Environmental Partnerships
Currently, the UN lacks the technical capacity to implement a strategy to address the scale of restoration needed on its own and is looking to corporate partners like WSP to help guide its successful development.
“WSP has over three decades of experience restoring habitats, which has culminated in over 10,000 acres of restored habitats,” Brunton said. “We have one of the largest benches of restoration experts in any organization. Pairing our technical strength – both by numbers and range of expertise we have – with our global reach makes our firm an ideal partner for this initiative.”
WSP has been involved in several ecological restoration projects that exemplify the goals of the UN Decade on Ecosystem Restoration initiative, including:
Higbee Beach Tidal Wetland Restoration – The restoration of several hundred acres of marsh into a greenway near Cape May, New Jersey is providing habitat for migratory species, and supports maritime and early successional forest, as well as a public access network. WSP’s restoration design is grounded in science and supported by extensive baseline studies, including hydrodynamic modeling, extensive sediment sampling, and detail threatened and endangered species surveys.
Saw Mill Creek Wetland Mitigation Bank – A 68-acre wetlands area on Staten Island has been threatened by flooding, invasive weeds and illegal dumping for years, and suffered severe degradation following Superstorm Sandy in 2012. To turn the tide, the New York City Economic Development Corporation selected WSP to provide wetland restoration for New York City’s first wetland mitigation bank.
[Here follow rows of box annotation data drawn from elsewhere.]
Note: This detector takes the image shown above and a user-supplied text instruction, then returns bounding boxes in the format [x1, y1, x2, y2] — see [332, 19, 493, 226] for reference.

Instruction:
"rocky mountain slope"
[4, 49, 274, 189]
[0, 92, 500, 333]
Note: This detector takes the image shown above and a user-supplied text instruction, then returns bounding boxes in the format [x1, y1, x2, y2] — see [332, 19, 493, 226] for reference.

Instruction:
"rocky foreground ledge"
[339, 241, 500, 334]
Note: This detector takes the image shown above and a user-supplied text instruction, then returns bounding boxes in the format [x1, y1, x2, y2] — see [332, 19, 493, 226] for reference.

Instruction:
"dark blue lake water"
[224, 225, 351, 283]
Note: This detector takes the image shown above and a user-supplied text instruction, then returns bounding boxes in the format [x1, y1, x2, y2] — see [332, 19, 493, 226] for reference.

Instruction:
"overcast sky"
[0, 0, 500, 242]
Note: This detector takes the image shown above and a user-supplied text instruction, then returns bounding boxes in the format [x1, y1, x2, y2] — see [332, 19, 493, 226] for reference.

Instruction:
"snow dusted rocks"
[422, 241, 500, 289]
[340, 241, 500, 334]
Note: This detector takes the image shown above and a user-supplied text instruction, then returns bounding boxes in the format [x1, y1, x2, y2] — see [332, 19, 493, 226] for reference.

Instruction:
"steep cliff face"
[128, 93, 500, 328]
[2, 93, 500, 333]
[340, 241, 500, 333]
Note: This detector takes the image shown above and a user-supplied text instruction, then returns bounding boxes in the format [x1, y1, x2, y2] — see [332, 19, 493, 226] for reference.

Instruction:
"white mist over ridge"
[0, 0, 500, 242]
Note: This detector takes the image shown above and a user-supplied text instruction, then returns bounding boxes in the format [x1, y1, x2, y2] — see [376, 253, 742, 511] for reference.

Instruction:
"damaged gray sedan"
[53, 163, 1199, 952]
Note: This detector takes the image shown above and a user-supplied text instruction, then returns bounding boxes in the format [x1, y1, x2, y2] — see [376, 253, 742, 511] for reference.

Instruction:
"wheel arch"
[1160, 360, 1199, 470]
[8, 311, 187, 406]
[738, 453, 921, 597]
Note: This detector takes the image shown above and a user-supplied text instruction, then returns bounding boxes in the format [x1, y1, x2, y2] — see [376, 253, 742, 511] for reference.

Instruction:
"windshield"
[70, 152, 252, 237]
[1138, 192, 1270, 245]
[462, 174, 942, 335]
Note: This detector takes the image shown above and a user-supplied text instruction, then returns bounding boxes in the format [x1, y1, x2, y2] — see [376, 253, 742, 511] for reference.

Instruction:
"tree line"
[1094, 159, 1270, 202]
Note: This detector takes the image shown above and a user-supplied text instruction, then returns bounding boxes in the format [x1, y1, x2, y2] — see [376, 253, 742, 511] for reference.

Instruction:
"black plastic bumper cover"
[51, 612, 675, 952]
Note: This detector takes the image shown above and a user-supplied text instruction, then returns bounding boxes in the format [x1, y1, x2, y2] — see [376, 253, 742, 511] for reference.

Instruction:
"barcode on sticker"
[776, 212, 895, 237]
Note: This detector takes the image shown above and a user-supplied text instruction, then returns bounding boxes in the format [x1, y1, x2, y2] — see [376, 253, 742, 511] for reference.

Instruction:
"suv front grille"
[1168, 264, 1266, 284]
Comprehensive Everglades Restoration Plan – WSP is providing the South Florida Water Management District with scientists, engineers and restoration specialists to protect the water supply and control flooding in the region by preventing saltwater intrusion, encouraging responsible agriculture and urban development, and preserving fish and wildlife habitat in the Everglades.
Lincoln Park Wetlands Restoration – A large tidal marsh was designed by WSP to fit into the natural landscape adjacent to Lincoln Park in Jersey City, which had become a landfill without a permit. Today the wetlands, streams and salt marshes, once blighted with debris, are now restored with 42 acres of tidal habitats, new inter-tidal channels, and public walking trails.
Wisconsin Point Dune Restoration – A three-mile-long natural sand spit along Lake Superior, part of one of the longest freshwater sandbars in the world and a popular recreation area, had become degraded by excessive heavy foot traffic and activity, destabilizing the shoreline. WSP provided environmental and resilient design services to restore and stabilize 48,000 square feet of sand dune habitat.
Future Generations
The work carried out today will leave a legacy for future generations, and Brunton believes that this initiative is one way to establish tangible positive impacts in our own generation.
“We have the understanding of the negative impacts of habitat degradation on climate change, food security, and biodiversity; and we also know the substantial benefits gained from uplifting degraded habitat to high functioning systems,” Brunton said. “What we have not done effectively is integrate these facts into the political and economic engines that are driving protection and restoration of habitat. This initiative aims to infuse a respect for habitat health into the global culture.”
She believes it is possible to map ways for development to progress in balance with the global health.
“We have not run out of time to repair the imprint we have left on the earth’s landscape,” Brunton said. “It will require slicing the problem from many angles – economic, political, cultural. The UN is the one entity infused globally whose network and influence can forge the change needed.”